Visual Studio Code and Cursor are officially supported, but the Databricks SSH tunnel is compatible with any IDE with SSH capabilities.
Are all Databricks notebook features available from the IDE?
Some features such as display(), dbutils, and %sql are available with limitations or manual setup. See Databricks Notebooks differences.
Can multiple users develop on the same cluster at once?
No.
Will my cluster start automatically when I connect via SSH Tunnel?
Yes, but if it takes longer to start the cluster than the connect timeout, the connection attempt will fail.
How do I know if my cluster is running?
Navigate to Compute in the Databricks workspace UI, and check the status of the cluster. The cluster must show Running for SSH tunnel connections to work.

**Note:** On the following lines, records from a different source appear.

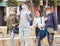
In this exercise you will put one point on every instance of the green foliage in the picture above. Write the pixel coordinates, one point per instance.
(13, 3)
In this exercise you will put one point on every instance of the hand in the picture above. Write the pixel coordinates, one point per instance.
(46, 19)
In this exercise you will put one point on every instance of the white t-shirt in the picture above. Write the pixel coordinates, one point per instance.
(37, 20)
(24, 23)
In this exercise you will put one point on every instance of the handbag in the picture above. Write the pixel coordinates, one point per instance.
(16, 30)
(42, 31)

How do I disconnect my SSH/IDE session?
You can disconnect a session by closing your IDE window, using the Disconnect option in your IDE, closing your SSH terminal, or running the exit command in the terminal.

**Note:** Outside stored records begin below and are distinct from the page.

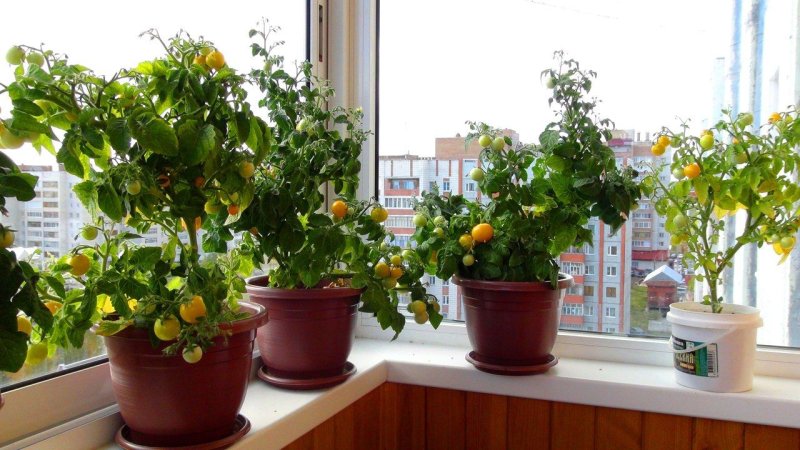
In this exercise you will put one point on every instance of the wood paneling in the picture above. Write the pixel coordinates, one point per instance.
(763, 437)
(401, 417)
(528, 424)
(571, 426)
(717, 435)
(666, 432)
(618, 429)
(486, 418)
(445, 423)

Does disconnecting SSH automatically stop my cluster?
No, ssh server has a configurable shutdown-delay, and it will continue running in the background for a specified amount of time (10m by default, can be changed in the ssh config ProxyCommand by modifying -shutdown-delay option). After the timeout the server terminates, which kicks in the cluster idle timeout (which you configure during the cluster creation).

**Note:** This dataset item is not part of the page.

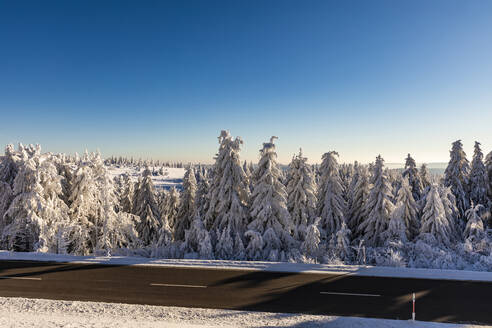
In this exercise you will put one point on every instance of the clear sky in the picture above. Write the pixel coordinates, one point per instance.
(161, 78)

How do I stop the cluster to avoid unnecessary charges?
Navigate to Compute in the Databricks workspace UI, find your cluster, and click Terminate or Stop.
How should I handle persistent dependencies?
Dependencies installed during a session are lost after cluster restart. Use persistent storage (/Workspace/Users/<your-username>) for requirements and setup scripts. Use cluster libraries or init scripts for automation.
What authentication methods are supported?
Authentication uses the Databricks CLI and your ~/.databrickscfg profiles file. SSH keys are handled by the Databrick SSH tunnel.
Can I connect to external databases or services from the cluster?
Yes, as long as your cluster networking allows outbound connections and you have the necessary libraries.
Can I use additional IDE extensions?
Most extensions work when installed within your remote SSH session, depending on your IDE and cluster. Visual Studio Code by default doesn’t install local extensions on remote hosts. You can manually install them by opening the extensions panel and enabling your local extensions on the remote host. You can also configure Visual Studio Code to always install certain extensions remotely. See Connect to Databricks.
How do I use Git with the SSH Tunnel?
Currently Git folders created using the Databricks workspace UI are not recognized as git repositories in IDEs. To work around this, clone repositories using the git CLI from your SSH session into your persistent workspace folder:
- Open a terminal and navigate to a desired parent directory (for example,
cd /Workspace/Users/<your-username>) - Clone your repository in that directory.
- In Visual Studio Code, open this folder in a new window by running
code <repo-name>or open the folder in a new window using the UI.